A Keene business was assessed $3,000 in fines by the state labor department last month, less than a week before closing its doors.
Stephen J. Bentley and Tabatha T. Eisner, both of Keene, opened Tillie’s Restaurant and Whiskey Bar on Court Street in April. Bentley said Friday morning they closed the establishment Dec. 22.
“... While we had great reviews from our patrons unfortunately the overall volume of business would not sustain our overhead,” Bentley wrote in a text message.
The N.H. Department of Labor wrapped up a two-month-long inspection into Tillie’s just five days prior to the restaurant closing.

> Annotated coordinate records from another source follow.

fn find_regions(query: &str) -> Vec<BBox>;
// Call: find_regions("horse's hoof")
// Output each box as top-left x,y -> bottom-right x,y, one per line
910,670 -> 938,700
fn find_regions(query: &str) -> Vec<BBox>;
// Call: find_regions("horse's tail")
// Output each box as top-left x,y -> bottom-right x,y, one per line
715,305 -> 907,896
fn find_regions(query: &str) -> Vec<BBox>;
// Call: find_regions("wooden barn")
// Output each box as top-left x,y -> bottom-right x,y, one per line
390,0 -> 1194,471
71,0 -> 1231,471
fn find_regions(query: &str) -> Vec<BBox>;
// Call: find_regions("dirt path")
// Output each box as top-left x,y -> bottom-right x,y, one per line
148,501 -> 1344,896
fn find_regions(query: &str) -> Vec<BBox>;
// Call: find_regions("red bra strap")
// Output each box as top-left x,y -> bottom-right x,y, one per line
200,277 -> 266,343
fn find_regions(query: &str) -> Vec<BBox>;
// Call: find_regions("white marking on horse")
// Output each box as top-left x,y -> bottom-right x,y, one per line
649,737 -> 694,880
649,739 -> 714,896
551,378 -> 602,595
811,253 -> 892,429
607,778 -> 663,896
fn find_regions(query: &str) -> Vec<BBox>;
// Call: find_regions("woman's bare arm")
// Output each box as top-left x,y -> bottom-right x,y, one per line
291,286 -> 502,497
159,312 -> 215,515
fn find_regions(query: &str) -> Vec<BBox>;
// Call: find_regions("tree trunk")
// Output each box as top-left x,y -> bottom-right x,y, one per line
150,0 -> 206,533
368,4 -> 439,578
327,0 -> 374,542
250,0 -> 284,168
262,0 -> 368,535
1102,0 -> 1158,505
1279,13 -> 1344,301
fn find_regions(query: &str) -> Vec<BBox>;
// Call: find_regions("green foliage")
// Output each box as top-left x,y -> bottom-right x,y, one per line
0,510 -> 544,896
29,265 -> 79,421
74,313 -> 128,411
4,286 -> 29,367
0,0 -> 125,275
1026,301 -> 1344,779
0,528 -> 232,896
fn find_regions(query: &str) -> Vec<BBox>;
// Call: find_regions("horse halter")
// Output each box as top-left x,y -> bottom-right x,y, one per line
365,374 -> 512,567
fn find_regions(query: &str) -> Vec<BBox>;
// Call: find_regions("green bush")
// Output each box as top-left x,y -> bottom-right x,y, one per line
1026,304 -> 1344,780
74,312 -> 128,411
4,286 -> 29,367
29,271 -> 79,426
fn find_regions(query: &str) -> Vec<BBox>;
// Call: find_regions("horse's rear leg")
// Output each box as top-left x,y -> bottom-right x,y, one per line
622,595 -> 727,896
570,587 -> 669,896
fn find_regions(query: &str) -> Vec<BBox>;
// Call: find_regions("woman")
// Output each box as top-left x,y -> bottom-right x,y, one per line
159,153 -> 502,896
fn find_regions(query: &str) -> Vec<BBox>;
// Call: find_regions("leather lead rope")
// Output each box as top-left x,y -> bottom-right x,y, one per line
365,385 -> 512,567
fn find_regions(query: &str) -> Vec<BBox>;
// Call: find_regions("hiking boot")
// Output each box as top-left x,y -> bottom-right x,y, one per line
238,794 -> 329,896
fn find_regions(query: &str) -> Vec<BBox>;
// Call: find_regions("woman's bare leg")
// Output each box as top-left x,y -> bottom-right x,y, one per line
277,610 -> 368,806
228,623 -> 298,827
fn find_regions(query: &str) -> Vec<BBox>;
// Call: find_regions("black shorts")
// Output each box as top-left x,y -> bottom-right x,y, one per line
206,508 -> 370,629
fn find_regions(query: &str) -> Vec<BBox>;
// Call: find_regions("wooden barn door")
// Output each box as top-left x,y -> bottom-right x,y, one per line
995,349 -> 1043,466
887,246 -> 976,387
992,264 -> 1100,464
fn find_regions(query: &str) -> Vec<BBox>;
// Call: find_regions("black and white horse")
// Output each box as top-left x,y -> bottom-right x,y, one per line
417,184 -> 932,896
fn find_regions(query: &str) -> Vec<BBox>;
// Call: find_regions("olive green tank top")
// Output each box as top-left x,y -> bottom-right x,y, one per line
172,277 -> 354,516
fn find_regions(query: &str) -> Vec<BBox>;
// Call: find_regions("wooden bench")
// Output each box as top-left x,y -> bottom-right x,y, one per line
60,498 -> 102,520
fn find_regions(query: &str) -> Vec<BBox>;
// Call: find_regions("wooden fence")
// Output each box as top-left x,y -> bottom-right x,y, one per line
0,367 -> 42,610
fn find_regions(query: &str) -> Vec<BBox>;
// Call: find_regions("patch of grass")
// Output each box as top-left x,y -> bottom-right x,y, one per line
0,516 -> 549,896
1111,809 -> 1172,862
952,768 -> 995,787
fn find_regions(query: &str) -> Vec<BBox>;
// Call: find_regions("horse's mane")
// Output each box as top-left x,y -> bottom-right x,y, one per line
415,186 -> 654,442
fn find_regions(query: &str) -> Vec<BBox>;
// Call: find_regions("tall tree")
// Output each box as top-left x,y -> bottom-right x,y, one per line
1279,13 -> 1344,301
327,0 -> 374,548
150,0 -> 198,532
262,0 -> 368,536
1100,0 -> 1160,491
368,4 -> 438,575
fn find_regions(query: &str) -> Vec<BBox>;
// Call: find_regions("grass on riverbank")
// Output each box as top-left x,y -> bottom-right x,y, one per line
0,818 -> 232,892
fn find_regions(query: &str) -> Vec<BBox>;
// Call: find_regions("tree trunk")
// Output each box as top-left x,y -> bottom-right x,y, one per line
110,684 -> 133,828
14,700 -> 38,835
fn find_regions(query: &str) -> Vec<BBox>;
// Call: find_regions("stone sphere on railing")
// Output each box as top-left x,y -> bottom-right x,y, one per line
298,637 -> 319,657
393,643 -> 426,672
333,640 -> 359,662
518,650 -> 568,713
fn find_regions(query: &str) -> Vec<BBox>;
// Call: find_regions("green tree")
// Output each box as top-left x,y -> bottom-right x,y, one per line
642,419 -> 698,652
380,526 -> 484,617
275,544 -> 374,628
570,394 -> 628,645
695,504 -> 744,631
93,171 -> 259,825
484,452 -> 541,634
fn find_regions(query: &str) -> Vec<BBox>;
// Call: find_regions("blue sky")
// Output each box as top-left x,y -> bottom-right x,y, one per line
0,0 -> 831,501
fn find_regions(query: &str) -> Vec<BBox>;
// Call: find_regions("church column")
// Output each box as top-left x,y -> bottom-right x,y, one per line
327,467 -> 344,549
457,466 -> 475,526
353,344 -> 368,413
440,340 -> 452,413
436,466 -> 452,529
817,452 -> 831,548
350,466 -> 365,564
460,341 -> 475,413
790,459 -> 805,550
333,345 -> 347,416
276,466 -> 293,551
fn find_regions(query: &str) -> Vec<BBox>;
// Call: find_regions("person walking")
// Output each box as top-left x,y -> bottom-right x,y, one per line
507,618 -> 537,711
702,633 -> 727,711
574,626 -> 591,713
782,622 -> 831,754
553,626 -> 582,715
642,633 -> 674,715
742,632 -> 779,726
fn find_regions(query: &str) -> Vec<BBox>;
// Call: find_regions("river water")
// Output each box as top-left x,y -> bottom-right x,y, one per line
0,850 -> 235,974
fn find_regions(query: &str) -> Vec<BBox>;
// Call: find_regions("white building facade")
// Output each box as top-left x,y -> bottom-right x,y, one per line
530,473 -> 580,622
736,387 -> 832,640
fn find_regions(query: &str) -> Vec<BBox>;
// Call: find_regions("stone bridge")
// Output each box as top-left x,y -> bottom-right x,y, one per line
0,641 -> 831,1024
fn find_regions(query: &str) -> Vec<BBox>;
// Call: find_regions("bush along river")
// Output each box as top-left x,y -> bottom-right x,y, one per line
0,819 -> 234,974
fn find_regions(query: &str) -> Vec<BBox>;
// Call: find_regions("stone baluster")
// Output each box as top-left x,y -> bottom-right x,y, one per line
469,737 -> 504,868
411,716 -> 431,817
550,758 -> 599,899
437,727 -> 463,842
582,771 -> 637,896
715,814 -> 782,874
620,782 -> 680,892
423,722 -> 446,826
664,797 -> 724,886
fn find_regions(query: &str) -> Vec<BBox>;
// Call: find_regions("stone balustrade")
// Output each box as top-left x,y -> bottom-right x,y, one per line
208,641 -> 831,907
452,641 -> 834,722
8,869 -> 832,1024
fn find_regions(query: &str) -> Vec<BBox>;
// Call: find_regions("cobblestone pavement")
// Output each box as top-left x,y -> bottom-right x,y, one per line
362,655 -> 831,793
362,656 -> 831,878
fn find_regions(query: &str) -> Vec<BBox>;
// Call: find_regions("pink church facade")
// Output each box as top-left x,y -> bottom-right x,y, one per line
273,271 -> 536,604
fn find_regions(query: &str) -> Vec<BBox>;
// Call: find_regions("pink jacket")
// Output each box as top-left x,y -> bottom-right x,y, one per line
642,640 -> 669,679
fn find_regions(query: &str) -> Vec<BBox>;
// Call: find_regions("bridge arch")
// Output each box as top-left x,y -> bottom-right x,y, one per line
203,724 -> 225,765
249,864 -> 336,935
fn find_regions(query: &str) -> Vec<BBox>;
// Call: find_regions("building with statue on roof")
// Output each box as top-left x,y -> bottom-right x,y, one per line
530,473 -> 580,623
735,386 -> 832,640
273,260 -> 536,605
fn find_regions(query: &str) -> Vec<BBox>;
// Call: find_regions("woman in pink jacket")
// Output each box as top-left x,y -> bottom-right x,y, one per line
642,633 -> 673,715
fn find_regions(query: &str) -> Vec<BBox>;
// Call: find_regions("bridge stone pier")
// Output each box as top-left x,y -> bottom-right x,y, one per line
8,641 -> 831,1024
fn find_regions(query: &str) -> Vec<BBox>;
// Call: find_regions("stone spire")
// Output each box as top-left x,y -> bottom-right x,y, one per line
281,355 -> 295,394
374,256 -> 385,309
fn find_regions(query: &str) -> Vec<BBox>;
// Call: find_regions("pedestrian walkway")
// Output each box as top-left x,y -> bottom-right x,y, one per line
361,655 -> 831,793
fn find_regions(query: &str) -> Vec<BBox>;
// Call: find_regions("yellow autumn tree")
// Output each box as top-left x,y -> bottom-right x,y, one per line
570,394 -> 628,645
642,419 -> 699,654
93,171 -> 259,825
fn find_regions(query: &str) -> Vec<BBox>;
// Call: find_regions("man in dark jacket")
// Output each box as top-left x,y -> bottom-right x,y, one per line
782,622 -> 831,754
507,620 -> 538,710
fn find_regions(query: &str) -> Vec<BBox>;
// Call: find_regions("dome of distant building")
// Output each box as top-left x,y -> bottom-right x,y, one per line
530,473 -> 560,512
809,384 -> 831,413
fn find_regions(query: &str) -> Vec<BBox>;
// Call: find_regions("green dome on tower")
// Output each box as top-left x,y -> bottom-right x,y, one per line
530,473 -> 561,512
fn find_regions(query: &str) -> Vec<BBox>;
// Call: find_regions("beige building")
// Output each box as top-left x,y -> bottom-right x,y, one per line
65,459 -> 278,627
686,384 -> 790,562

Neither Bentley nor Eisner responded to requests for comment Friday night before press time.
The inspection report, dated Dec. 17, details 75 violations found at the establishment, which employed 12 people.
Thirty-three of the violations involve employee wages. On 22 pay periods, employees were paid late and not on the scheduled payday, according to the report.
Six employees weren’t paid everything they were owed, the report continues, and another five weren’t compensated for short rests. (The U.S. Department of Labor defines a “short rest” as five to 20 minutes and dictates that this must be counted as time worked.)
Attached to the report is a list of 18 employees owed wages, with amounts ranging from $5.54 to more than $700. In total, the employer owed $2,709.43 in back wages. Dated Dec. 14, the list includes instructions for Tillie’s to send checks for the amounts to the Department of Labor within 10 days of receiving the list.
A small part of the owed wages is because of a technicality in state law that says an employee must be compensated for at least two hours of work on a given day. Someone may request to leave early due to illness or a family emergency, however, and if they leave after working less than two hours, they must write an explanation and initial it for their file.
Because 16 employees weren’t paid the two-hour minimum and didn’t have written explanations for leaving work early, according to the report, that tacks on another 16 violations and additional owed wages.
Among other violations, the report says Tillie’s failed to keep “a true and accurate record of hours worked by employees.” None of the 12 employee files contained written notification of pay period and rate of pay at hiring, as required by state law, according to the report.
Rudolph W. Ogden, deputy commissioner at the N.H. Department of Labor, wrote in an email Friday that the initially assessed penalty for the violations was $3,300, but he added that “the matter has not been concluded as of yet.”